Network Analysis of Gene Co-expression Data & Concordance Index for Multivariate Survival Outcomes

Speaker: Qing Pan, George Washington University

Abstract: When searching for gene pathways leading to specific disease outcomes, additional information on gene characteristics is often available that may facilitate to differentiate genes related to the disease from irrelevant background when connections involving both types of genes are observed and their relationships to the disease are unknown. In the first part of the talk, we propose method to single out irrelevant background genes with the help of auxiliary information through a logistic regression, and cluster relevant genes into cohesive groups using the adjacency matrix. Expectation-maximization algorithm is modified to maximize a joint pseudo-likelihood assuming latent indicators for relevance to the disease and latent group memberships as well as Poisson or multinomial distributed link numbers within and between groups. A robust version allowing arbitrary linkage patterns within the background is further derived. Asymptotic consistency of label assignments under the stochastic block model is proven. Superior performance and robustness in finite samples are observed in simulation studies.
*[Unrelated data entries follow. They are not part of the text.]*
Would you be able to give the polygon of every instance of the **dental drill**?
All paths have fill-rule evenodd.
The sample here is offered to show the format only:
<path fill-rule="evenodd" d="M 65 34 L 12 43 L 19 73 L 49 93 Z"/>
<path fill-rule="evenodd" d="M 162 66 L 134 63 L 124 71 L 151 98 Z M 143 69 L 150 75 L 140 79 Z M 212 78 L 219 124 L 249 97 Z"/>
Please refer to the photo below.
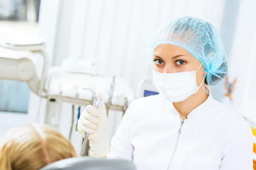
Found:
<path fill-rule="evenodd" d="M 83 88 L 84 90 L 88 90 L 90 91 L 90 92 L 93 94 L 93 98 L 94 99 L 93 101 L 93 106 L 96 109 L 98 110 L 99 108 L 99 106 L 100 106 L 100 104 L 101 104 L 102 99 L 97 96 L 90 89 L 90 88 Z M 86 144 L 87 144 L 87 142 L 88 141 L 88 137 L 90 136 L 90 133 L 85 133 L 85 136 L 84 137 L 84 141 L 83 142 L 83 144 L 82 144 L 82 147 L 81 147 L 81 150 L 80 151 L 79 156 L 82 156 L 85 151 L 85 148 L 86 147 Z"/>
The proposed robust method identifies previously missed gene sets underlying autism related neurological diseases using diverse data sources including de novo mutations, gene expressions and protein-protein interactions.

In the second half of the talk, we propose an extension of Harrell’s concordance (C) index to evaluate the prognostic utility of biomarkers for diseases with multiple measurable outcomes that can be prioritized. Our prioritized concordance index measures the probability that, given a random subject pair, the subject with the worst disease status as of a time τ has the higher predicted risk. Our prioritized concordance index uses the same approach as the win-ratio, by basing generalized pairwise comparisons on the most severe or clinically important comparable outcome. We use an inverse probability weighting technique to correct for study-specific censoring. Asymptotic properties are derived using U-statistic properties. We apply the prioritized concordance index to two types of disease processes with a rare primary outcome and a more common secondary outcome. Our simulation studies show that when a predictor is predictive of both outcomes, the new concordance index can gain efficiency and power in identifying true prognostic variables compared to using the primary outcome alone. Using the prioritized concordance index, we examine whether novel clinical measures can be useful in predicting risk of type II diabetes in patients with impaired glucose resistance whose disease status can also regress to normal glucose resistance.